C’est un fait, depuis le début des compétitions internationales féminines dans les années 90, les États-Unis et le Canada se sont partagés les titres mondiaux et olympiques. Cette domination sans partage, qui se confirme une nouvelle fois en Chine, a incité le Toronto Star, par le biais d’une journaliste signalons-le (Rosie DiManno), de remettre en cause la place du hockey féminin aux Jeux olympiques, abordant le peu d’intérêt que procurerait un tel tournoi. Cet article controversé – c’est le moins que l’on puisse dire – publié dimanche, de la part d’un « grand » quotidien d’Amérique du Nord, a été intitulé « Why women’s hockey doesn’t belong at the olympics » (pourquoi le hockey féminin n’appartient pas aux Jeux olympiques).
Un article sans concession qui sous-estime le travail réalisé par le Canada et les États-Unis, l’intensité de sa rivalité et l’importance de l’exposition olympique. DiManno occulte également les caractéristiques du hockey féminin, des joueuses obligées de cumuler d’autres boulots, deux puissances qui font office de locomotive pour les autres nations, des programmes féminins qui se sont consolidées ces dernières années en Europe et en Russie, des championnats qui deviennent plus structurés comme la SDHL suédoise et la ZhHL russe. Et même si les Nord-Américaines dominent tout à Pékin, ces Jeux olympiques ont permis de voir la première victoire de l’histoire de la Suisse sur la Finlande, les étonnantes performances de la Chine et un groupe B incroyablement ouvert à une journée de la fin du tour préliminaire… Évidemment, dans une logique implacable, cet article, volontairement provocateur plutôt que maladroit, a fait un tollé. À juste titre.
États-Unis – Canada est une telle rivalité au féminin qu’il serait bien dommage de s’en passer aux JO. Dans l’attente de l’incroyable dénouement du groupe B, Américaines et Canadiennes s’affrontaient ce mardi en début de journée. On serait tenté de dire que le résultat de ce match pourrait avoir un ascendant psychologique. Au Mondial de Calgary, les Canadiennes l’avaient déjà emporté, nettement, en phase préliminaire (5-1) avant de gagner de nouveau en finale (3-2). Rappelons par ailleurs lors de la fameuse Rivalry Series de cette saison que le Canada a remporté quatre des six rencontres face aux Américaines.

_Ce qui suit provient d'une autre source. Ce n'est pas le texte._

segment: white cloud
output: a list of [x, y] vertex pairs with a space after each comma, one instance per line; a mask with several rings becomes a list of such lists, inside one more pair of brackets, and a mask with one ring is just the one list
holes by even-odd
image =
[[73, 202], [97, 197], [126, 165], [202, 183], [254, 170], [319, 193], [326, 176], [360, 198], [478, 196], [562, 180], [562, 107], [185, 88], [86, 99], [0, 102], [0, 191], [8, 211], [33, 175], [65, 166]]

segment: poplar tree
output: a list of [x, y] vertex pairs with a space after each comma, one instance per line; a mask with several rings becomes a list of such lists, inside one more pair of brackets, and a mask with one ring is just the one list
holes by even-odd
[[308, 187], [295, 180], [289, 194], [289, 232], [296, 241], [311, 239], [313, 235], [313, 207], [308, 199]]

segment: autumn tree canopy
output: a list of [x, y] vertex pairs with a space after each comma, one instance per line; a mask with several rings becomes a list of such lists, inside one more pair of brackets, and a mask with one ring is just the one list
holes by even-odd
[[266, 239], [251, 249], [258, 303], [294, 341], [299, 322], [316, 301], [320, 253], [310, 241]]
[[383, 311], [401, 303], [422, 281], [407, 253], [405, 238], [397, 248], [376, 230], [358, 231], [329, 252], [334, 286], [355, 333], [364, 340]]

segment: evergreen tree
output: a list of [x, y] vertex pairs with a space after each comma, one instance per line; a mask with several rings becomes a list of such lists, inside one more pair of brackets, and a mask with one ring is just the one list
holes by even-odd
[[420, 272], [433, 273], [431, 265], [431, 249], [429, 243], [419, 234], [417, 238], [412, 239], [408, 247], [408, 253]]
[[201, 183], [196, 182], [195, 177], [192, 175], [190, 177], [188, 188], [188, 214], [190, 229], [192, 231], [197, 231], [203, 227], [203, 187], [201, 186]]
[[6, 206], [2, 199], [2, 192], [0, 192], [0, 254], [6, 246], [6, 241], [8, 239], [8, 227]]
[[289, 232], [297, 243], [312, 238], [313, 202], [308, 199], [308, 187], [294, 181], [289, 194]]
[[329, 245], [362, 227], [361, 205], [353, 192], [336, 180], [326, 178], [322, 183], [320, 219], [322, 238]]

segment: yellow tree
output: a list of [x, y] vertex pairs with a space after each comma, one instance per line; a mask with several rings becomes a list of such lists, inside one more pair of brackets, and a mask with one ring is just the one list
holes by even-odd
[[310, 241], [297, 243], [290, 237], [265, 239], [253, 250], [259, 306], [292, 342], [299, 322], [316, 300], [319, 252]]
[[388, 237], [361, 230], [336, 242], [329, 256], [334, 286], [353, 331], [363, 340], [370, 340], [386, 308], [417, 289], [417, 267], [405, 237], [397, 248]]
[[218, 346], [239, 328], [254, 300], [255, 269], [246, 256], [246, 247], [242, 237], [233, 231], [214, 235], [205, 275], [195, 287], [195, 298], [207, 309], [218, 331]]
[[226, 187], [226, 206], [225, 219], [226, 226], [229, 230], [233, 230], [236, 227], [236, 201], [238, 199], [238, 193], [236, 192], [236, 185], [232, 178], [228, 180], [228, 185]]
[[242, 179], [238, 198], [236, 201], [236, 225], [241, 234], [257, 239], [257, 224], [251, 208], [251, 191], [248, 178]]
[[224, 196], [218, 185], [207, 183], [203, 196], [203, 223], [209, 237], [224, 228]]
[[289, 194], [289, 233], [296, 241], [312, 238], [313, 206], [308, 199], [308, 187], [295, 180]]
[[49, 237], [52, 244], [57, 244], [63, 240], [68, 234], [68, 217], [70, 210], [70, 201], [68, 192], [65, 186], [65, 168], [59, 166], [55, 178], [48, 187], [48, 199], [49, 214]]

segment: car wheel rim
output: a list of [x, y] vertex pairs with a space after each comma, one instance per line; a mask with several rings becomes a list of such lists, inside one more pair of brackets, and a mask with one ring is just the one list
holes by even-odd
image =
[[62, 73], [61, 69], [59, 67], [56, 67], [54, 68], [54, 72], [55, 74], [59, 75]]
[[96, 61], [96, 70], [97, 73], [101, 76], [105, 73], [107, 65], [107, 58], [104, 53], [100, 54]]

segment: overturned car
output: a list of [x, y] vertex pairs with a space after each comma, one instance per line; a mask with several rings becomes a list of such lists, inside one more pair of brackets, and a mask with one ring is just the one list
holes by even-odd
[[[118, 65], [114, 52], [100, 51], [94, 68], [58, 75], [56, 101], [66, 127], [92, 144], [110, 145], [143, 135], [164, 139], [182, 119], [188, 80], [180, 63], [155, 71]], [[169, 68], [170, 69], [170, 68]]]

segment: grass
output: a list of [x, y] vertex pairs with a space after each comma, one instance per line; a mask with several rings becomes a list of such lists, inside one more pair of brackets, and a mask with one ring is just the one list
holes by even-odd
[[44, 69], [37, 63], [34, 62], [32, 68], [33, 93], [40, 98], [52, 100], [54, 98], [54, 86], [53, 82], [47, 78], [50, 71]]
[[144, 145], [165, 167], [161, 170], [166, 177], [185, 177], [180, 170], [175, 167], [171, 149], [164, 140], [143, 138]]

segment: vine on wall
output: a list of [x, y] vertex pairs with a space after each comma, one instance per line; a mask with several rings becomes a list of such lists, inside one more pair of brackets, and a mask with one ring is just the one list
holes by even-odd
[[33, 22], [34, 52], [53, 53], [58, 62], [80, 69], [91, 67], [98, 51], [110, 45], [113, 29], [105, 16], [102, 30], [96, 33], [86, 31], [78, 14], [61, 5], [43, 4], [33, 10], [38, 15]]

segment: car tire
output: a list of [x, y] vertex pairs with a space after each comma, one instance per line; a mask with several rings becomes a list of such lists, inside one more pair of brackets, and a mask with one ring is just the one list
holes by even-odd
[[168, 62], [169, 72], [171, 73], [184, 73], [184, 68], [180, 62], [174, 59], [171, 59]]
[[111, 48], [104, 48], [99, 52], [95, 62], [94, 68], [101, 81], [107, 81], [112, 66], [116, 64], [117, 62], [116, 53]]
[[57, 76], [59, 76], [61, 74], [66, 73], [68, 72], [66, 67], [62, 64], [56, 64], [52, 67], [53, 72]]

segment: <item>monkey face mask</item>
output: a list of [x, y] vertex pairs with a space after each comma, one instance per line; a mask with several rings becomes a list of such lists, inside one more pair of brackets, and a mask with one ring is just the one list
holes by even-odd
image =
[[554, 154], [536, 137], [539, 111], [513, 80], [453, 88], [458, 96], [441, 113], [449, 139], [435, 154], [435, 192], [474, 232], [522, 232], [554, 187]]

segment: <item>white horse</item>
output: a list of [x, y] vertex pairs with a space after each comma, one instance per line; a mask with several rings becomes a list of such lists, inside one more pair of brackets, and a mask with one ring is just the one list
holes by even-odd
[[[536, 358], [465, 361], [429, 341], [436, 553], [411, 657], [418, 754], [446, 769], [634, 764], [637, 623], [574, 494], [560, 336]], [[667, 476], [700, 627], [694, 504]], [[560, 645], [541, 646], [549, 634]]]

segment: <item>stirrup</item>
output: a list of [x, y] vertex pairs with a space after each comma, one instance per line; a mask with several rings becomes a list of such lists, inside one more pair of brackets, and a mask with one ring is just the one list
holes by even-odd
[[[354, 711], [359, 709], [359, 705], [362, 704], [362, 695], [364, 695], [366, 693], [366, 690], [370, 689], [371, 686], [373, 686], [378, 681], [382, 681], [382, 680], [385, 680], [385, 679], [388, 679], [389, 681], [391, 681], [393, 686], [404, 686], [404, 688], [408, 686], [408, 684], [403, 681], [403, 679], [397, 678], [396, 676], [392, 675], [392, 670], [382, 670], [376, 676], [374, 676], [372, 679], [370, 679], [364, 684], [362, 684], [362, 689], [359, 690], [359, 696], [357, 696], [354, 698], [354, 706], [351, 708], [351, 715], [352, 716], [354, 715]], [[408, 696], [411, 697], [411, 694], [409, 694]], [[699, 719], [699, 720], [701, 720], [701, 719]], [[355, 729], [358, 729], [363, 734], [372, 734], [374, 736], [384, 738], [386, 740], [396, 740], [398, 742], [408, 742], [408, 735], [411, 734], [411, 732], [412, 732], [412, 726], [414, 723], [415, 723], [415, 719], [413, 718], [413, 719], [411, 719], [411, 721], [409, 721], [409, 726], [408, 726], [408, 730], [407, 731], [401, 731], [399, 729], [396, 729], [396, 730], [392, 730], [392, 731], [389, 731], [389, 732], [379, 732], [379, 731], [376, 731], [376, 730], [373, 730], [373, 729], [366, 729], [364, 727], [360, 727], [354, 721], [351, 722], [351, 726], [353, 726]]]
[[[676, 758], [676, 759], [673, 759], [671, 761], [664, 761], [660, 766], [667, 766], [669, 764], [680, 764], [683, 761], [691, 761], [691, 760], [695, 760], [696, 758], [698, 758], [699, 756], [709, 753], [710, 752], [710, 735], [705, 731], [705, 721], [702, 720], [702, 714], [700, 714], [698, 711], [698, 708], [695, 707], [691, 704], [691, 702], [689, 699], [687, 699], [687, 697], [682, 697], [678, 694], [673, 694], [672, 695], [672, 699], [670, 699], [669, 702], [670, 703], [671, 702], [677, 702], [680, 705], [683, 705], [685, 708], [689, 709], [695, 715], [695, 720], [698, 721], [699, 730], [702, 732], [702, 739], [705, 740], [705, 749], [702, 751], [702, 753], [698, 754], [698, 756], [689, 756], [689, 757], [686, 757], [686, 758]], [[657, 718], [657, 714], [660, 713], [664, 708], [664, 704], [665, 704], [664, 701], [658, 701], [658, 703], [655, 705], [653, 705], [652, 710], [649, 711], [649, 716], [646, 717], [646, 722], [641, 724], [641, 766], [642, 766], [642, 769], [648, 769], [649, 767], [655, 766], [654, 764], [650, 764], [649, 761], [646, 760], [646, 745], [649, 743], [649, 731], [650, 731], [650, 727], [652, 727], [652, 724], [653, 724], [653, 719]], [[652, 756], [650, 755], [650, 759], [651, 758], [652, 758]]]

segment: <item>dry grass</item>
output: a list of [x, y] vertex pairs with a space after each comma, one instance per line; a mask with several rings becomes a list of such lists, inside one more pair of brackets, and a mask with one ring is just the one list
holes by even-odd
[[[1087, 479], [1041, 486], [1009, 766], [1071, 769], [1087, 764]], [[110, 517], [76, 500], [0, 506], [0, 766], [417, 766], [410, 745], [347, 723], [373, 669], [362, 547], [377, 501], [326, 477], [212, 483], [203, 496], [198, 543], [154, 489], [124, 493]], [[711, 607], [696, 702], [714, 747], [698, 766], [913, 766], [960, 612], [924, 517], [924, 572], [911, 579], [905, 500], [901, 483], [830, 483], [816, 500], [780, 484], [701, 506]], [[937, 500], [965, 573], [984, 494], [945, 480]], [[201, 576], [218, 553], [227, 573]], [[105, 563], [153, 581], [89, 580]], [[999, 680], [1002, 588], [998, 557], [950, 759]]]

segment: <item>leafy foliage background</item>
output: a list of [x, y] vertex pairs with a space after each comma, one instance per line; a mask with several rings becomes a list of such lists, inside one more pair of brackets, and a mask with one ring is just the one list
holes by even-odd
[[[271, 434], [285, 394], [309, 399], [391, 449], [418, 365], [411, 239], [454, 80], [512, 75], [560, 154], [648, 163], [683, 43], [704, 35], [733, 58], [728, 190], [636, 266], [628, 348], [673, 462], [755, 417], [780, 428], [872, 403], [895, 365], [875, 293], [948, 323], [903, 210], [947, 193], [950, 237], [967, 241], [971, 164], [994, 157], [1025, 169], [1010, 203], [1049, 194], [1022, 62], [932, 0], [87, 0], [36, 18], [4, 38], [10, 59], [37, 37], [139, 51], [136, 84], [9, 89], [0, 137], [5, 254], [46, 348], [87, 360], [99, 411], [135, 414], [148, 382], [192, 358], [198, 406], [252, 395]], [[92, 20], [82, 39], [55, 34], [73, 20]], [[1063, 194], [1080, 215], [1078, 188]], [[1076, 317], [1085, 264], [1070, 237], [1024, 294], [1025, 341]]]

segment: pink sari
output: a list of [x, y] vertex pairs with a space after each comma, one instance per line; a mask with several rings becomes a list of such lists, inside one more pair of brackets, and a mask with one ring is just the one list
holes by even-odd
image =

Le match est disputé devant une blessée dans chaque camp : Brianna Decker, gravement touchée à la cheville dès les premières minutes du tournoi, et Mélodie Daoust, qui pourrait revenir d’ici la fin de la compétition. Ann-Renée Desbiens retrouve la cage canadienne, elle qui a disputé les deux premières rencontres. Devant le but américain, l’héroïne de PyeongChang 2018 Maddie Rooney effectue également un retour après avoir été alignée contre la Finlande.
L’une des plus grandes rivalités du hockey peut débuter. Après un temps d’observation, la première occasion franche intervient à la 8e minute, au bénéfice des Américaines : Keller frappe de loin, Abby Roque se montre particulièrement dangereuse sur le rebond, Desbiens suit toutefois parfaitement l’action pour geler le palet et mettre fin à cette première alerte. Deux minutes plus tard, Abbey Murphy intercepte une mauvaise passe de Johnston, elle se présente seule mais son tir du revers tape deux fois le poteau gauche après avoir rebondi sur le dos de Desbiens ! Les Canadiennes semblent en difficulté mais leur gardienne les gardent dans le match, avec un brin de chance. Puis la première supériorité numérique du match va sourire au Canada, grâce à Brianne Jenner bien servie devant le but : ouverture du score, contre le cours du jeu avouons-le.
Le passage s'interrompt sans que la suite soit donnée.